Tuesday, June 14, 2005

We Continue to Turn a Blind Eye.


Zimbabwe police demolish township.

About 200,000 people have been made homeless, the UN says. Police in Zimbabwe have fought running battles with residents of one of the oldest townships of the second city, as they demolished illegal structures. The BBC's Themba Nkosi says that Makhokhoba in Bulawayo was the centre of resistance to colonial rule. One woman stripped naked in protest after police destroyed her shack.
A police spokesman said that more than 20,000 structures had been destroyed and 30,000 arrested in the three-week nationwide operation. The opposition say "Operation Murambatsvina [Drive out rubbish]" is punishment for urban dwellers who mostly voted against the ruling Zanu-PF party in March elections.
I witnessed police in Mzilikazi removing belongings of those who had fled their dwellings as they were being demolished Themba Nkosi Bulawayo.President Robert Mugabe said it is needed to "restore sanity" to Zimbabwe's towns and cities. The crackdown, which the United Nations says has left some 200,000 people homeless, has been condemned by Zimbabwe's churches, teachers and doctors. Zimbabwe's teachers' association said it had been a "catastrophe". Even those whose homes escaped "seem so traumatized they cannot concentrate on their learning", it said.
In London, Foreign Secretary Jack Straw said that Zimbabwe's charge d'affaires had been summoned in protest. He said the many HIV-positive Zimbabweans had been especially badly hit by the evictions. He also said that an extra 25 names had been added to the 95 people subject to a European Union travel ban and assets freeze.

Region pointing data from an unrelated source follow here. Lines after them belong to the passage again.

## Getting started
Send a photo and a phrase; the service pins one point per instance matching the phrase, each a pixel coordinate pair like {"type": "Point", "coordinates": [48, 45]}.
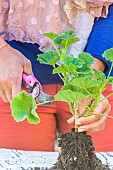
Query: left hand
{"type": "Point", "coordinates": [94, 122]}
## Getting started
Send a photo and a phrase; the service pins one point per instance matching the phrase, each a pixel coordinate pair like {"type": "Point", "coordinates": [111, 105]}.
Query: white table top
{"type": "Point", "coordinates": [19, 160]}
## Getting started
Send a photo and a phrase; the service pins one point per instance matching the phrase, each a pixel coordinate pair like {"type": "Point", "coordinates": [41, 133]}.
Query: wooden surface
{"type": "Point", "coordinates": [24, 160]}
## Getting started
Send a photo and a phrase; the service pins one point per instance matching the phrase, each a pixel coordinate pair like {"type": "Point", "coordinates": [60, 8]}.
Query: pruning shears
{"type": "Point", "coordinates": [35, 89]}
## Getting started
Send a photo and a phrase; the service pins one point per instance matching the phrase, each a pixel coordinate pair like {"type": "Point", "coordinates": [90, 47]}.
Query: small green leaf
{"type": "Point", "coordinates": [87, 58]}
{"type": "Point", "coordinates": [51, 35]}
{"type": "Point", "coordinates": [66, 39]}
{"type": "Point", "coordinates": [49, 58]}
{"type": "Point", "coordinates": [84, 83]}
{"type": "Point", "coordinates": [69, 96]}
{"type": "Point", "coordinates": [68, 42]}
{"type": "Point", "coordinates": [108, 55]}
{"type": "Point", "coordinates": [23, 106]}
{"type": "Point", "coordinates": [61, 69]}
{"type": "Point", "coordinates": [99, 74]}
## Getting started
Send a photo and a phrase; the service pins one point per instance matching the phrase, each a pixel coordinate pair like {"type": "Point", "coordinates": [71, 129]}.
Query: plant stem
{"type": "Point", "coordinates": [46, 102]}
{"type": "Point", "coordinates": [96, 101]}
{"type": "Point", "coordinates": [75, 107]}
{"type": "Point", "coordinates": [98, 114]}
{"type": "Point", "coordinates": [110, 70]}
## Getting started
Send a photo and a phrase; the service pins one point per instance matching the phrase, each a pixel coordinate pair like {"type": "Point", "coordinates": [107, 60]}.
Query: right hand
{"type": "Point", "coordinates": [12, 65]}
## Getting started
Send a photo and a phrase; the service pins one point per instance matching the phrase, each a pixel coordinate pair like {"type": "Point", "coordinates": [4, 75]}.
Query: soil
{"type": "Point", "coordinates": [77, 153]}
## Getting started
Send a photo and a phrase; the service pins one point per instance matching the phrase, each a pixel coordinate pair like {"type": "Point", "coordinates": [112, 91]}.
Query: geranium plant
{"type": "Point", "coordinates": [81, 81]}
{"type": "Point", "coordinates": [76, 73]}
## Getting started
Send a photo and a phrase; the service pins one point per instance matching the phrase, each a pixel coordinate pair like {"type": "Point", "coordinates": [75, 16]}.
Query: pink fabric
{"type": "Point", "coordinates": [27, 20]}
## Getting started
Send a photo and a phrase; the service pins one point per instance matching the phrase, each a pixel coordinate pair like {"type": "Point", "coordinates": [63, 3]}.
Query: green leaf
{"type": "Point", "coordinates": [66, 43]}
{"type": "Point", "coordinates": [49, 58]}
{"type": "Point", "coordinates": [87, 58]}
{"type": "Point", "coordinates": [66, 39]}
{"type": "Point", "coordinates": [69, 96]}
{"type": "Point", "coordinates": [51, 35]}
{"type": "Point", "coordinates": [84, 83]}
{"type": "Point", "coordinates": [23, 106]}
{"type": "Point", "coordinates": [99, 74]}
{"type": "Point", "coordinates": [108, 55]}
{"type": "Point", "coordinates": [61, 69]}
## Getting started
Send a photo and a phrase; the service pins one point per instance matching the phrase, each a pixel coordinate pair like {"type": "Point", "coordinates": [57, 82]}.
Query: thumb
{"type": "Point", "coordinates": [27, 67]}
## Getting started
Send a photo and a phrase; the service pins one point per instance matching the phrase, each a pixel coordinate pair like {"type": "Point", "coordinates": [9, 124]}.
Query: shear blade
{"type": "Point", "coordinates": [44, 98]}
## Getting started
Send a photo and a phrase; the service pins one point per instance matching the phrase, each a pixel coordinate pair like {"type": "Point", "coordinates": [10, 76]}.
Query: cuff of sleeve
{"type": "Point", "coordinates": [108, 64]}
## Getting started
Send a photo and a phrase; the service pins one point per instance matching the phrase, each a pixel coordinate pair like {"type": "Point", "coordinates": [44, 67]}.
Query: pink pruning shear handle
{"type": "Point", "coordinates": [36, 90]}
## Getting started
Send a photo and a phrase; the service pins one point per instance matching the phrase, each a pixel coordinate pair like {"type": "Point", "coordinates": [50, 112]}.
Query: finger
{"type": "Point", "coordinates": [86, 120]}
{"type": "Point", "coordinates": [8, 93]}
{"type": "Point", "coordinates": [83, 106]}
{"type": "Point", "coordinates": [71, 120]}
{"type": "Point", "coordinates": [3, 96]}
{"type": "Point", "coordinates": [95, 126]}
{"type": "Point", "coordinates": [16, 86]}
{"type": "Point", "coordinates": [27, 67]}
{"type": "Point", "coordinates": [101, 107]}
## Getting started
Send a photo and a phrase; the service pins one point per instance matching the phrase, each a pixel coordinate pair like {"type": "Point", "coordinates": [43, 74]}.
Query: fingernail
{"type": "Point", "coordinates": [77, 123]}
{"type": "Point", "coordinates": [80, 130]}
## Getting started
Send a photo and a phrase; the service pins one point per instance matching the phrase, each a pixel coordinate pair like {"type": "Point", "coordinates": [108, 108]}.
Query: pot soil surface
{"type": "Point", "coordinates": [77, 153]}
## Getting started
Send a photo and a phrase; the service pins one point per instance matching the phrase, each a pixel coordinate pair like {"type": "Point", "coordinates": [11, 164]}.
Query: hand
{"type": "Point", "coordinates": [94, 122]}
{"type": "Point", "coordinates": [12, 65]}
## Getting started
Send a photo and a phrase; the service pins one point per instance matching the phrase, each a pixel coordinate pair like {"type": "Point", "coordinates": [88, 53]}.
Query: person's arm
{"type": "Point", "coordinates": [12, 65]}
{"type": "Point", "coordinates": [101, 39]}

But Zimbabwe's police superintendent Oliver Mandipaka said that the operation would continue "until we have weeded out all criminal elements countrywide," reports the state-owned Herald newspaper. Our correspondent in Bulawayo says that even the well-respected traditional doctors in Makhokhoba township were not spared as riot police ordered the healers and their patients out of their shacks before setting them on fire. Most of the traditional doctors lost their herbs and supposedly magic charms. Makhokhoba has been a vibrant and colourful township for many decades, our correspondent says.
From the shacks of this township have come some of Bulawayo's top football players and theatre actors, such as Peter Ndlovu, the former Coventry City player now playing in South Africa.
The police then moved on to flatten houses in Mzilikazi township next door to Makhokhoba,
"It is a totally chaotic situation with people running in different directions," says Themba Nkosi.
"I witnessed police in Mzilikazi removing belongings of those who had fled their dwellings as they were being demolished. Many told me they are now homeless."
Bulawayo police spokesman Smile Dube said so far in Makhokhoba, police have discovered electrical goods worth thousands of dollars which they claim have been smuggled across the Botswana and South Africa borders.